Table of Contents
hdfs
User Commands
Admin Commands
Working Directory
User home directory is assumed (fex, /user/beandog
) unless a specific path is provided.
Removing an HDFS node
For some reason or another, you may need to remove an HDFS node from the cluster. Doing maintenance would be an example. The filesystem needs to be checked to see if there's any issues, then the HDFS NameNode needs to know about its removal.
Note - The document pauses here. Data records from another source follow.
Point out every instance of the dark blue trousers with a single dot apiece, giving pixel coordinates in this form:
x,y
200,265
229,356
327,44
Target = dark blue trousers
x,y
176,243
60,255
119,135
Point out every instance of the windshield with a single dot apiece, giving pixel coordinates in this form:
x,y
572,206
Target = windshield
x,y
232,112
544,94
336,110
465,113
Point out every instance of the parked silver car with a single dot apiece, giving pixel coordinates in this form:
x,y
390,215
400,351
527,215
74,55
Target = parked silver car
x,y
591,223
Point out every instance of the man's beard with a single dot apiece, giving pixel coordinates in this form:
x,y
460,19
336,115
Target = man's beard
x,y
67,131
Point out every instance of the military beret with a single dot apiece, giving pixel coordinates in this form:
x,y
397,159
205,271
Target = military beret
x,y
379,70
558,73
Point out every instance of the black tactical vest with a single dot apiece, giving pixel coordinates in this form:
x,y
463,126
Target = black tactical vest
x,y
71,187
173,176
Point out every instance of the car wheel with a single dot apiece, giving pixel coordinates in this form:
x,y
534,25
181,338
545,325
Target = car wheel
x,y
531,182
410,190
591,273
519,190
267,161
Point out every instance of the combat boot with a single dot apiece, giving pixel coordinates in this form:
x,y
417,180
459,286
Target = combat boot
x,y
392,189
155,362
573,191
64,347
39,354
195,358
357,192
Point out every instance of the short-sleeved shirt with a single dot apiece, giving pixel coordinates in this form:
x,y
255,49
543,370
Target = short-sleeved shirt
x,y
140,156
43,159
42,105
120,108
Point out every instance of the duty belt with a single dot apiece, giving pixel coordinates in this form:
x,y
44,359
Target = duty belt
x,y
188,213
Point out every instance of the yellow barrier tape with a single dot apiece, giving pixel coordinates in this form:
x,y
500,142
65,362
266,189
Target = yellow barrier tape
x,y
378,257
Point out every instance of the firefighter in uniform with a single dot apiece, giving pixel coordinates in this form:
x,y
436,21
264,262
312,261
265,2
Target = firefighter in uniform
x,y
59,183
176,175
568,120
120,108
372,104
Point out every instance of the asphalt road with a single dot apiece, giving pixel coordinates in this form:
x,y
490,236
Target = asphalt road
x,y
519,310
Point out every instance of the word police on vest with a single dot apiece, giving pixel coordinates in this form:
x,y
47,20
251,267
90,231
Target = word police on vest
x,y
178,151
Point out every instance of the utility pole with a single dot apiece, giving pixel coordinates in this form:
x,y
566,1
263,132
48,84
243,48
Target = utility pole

Before doing anything, get a report about the node to see what it's status is.
hdfs dfsadmin -report
Name: 192.168.12.24:50010 (hadoop-node4.lan) Hostname: hadoop-node4.lan Decommission Status : Normal Configured Capacity: 5487524069376 (4.99 TB) DFS Used: 9204400128 (8.57 GB) Non DFS Used: 279243939840 (260.07 GB) DFS Remaining: 5199075729408 (4.73 TB) DFS Used%: 0.17% DFS Remaining%: 94.74%
Next, run a filesystem check to see if there's anything out of the ordinary. You can specify any directory or root partition if desired.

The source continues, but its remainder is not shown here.